Killer Instinct Xbox One Review
Publisher: Microsoft Developer: Double Helix Genre: Fighting Players: 1-2 Age Rating: 16+
Other console/handheld formats: N/A
Most fighting games are unforgiving, seemingly not wanting the less adept players to master their many intricacies, leaving them accessible to only the most devoted and those that already have an understanding of the many systems that typically form the foundations of the genre, though over recent years, some fighting game developers have made steps to break down the barriers and ease less skilled players in, Xbox One launch title Killer Instinct is one such gentler game.
The dojo mode is an excellent and extensive training tool that is not only a valuable fountain of knowledge for Killer Instinct, but also the fighting game genre at large, detailing the games more unique aspects such as openers, autos, linkers and enders as well as widespread mechanics like crossovers, cancelling, frame data and such and just generally giving players a gentle push along the road to mastery. It’s a mindset that more fighting games really need to adopt to make them friendlier to those without the knowledge, but who are looking to bring new strategic dimensions to their game.

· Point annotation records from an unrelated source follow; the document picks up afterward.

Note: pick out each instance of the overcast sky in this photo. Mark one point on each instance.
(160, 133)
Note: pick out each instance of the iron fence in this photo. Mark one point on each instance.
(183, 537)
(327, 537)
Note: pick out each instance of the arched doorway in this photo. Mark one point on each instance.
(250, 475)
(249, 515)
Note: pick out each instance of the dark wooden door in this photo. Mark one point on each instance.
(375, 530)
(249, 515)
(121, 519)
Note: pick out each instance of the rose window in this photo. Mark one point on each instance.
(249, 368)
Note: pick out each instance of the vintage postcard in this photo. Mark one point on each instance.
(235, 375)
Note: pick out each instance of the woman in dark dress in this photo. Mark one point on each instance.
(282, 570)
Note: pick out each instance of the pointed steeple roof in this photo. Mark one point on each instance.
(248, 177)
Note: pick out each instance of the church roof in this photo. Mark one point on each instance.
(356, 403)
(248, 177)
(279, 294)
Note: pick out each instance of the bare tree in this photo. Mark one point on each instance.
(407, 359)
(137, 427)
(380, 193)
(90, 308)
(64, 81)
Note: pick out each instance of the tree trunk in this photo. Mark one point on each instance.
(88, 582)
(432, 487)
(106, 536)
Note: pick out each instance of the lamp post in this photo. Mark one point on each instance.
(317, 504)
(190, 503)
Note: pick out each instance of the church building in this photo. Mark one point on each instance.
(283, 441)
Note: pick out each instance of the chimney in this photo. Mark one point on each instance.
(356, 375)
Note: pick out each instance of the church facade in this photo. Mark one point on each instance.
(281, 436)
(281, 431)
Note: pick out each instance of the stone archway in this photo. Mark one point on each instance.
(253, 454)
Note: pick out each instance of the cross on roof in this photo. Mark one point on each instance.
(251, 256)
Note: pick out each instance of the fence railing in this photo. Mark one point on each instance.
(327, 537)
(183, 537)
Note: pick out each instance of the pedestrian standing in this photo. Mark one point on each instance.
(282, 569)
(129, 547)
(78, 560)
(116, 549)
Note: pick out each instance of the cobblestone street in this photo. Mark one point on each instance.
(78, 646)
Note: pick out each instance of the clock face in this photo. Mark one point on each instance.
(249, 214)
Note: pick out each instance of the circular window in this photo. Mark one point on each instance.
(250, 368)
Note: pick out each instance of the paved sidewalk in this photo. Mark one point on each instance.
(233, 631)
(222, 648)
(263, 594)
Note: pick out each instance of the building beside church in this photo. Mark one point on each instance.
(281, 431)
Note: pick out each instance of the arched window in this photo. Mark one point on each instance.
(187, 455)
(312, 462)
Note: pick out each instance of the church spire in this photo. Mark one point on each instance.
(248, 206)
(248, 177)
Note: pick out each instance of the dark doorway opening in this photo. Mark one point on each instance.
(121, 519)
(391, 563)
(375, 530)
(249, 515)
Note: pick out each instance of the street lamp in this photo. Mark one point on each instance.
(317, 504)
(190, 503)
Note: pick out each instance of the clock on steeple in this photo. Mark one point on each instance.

The free to play business model that Microsoft has used for the game has caused much controversy. The base version doesn’t cost you anything, though you’ll only get one of the six characters (currently Jago, though these will be rotated, allowing you to eventually try out all of the characters) Additional fighters can be purchased for £4, while you can get the £15.99 combo breaker pack, featuring all of the current characters and the 2 upcoming characters for £16. The Ultra edition meanwhile will get you all eight characters, costumes, accessories and KI Classic, which is a bit paltry given its £31.99 price.
The projectile attacks might well suggest a game that plays like Street Fighter, but Killer Instinct is a substantially more combo orientated game that allows you to assemble some tremendously lengthy combo strings, making it faithful to past entries in the series. The fighting is fast and fluid, with some lavish particle effects and such that reminds you that you’re playing a game on a next generation console, and an enthusiastic announcer complements the action perfectly. Shadow moves allows you to use enhanced versions of special moves, while ultra combos are a bit like a less gory version of Mortal Kombat’s fatalities; a way to close a match in style. The instinct meter meanwhile will fill when you take damage and execute a combo breaker (more on these later), and once full you can use Instinct mode, which grants each character a unique ability and allows you to cancel moves.
Combos function a bit differently to many other games in the genre. They must be initiated with openers, which are certain special moves for each character. These are followed by an Auto-Double, which execute two attacks immediately one after the other. Then comes Linkers, which are special moves incorporated into the combos to extend them and this process can be repeated to craft some lengthy and devastating combination of attacks. Combos are best concluded with enders, special moves pulled off with the usual motions for each respective move, as well as the heavy punch or heavy kick buttons. Some big combos are surprisingly easy to pull off, allowing even novices to execute an impressive looking string of moves with relative ease.
Those on the defensive to such combos can execute combo breakers, which just as the name suggests allow you to break out of combos by pressing the appropriate two punch and kick buttons of the same strength of any moves in the combo. Pressing the wrong buttons will punish you, putting you in a lockout state, where you’re temporarily not able to use breakers, leaving you vulnerable to further brutality, though combo breakers themselves are able to be cancelled out with counter breakers, which allows for some wonderfully back and forth tussling.
The character roster is made up of just six characters at this point in time. The original characters are all there such as Jago, who with his uppercut and fireball is a bit like Street Fighter’s Ryu and Ken, Glacius with his icy attacks is an effective ranged character, whilst Thunder is more at home in close combat, Sabrewulf might well appear to be weak, but his impressive speed makes up for this weakness, Orchid excels at aerial combinations and finally the only new character, Sadira has a double jump and can confound her opponents with web based attacks.
As far as modes go, Killer Instinct is bare bones compared to others in the genre and what’s there isn’t very inspired either. There’s a versus mode and a survival mode, but no arcade mode, as yet. The online multiplayer on the other hand while admirably smooth for the most part, doesn’t even have lobbies where you can watch others in action, which is dated to say the very least.
Killer Instinct is a mechanically great revival of a long dormant fighting game that is accessible, but with enough layers to sate the appetite of skilled players. It’s just a shame that it’s held back somewhat by a current lack of content, leaving it feeling like it’s a game that is waiting to be further expanded before it can become something truly special.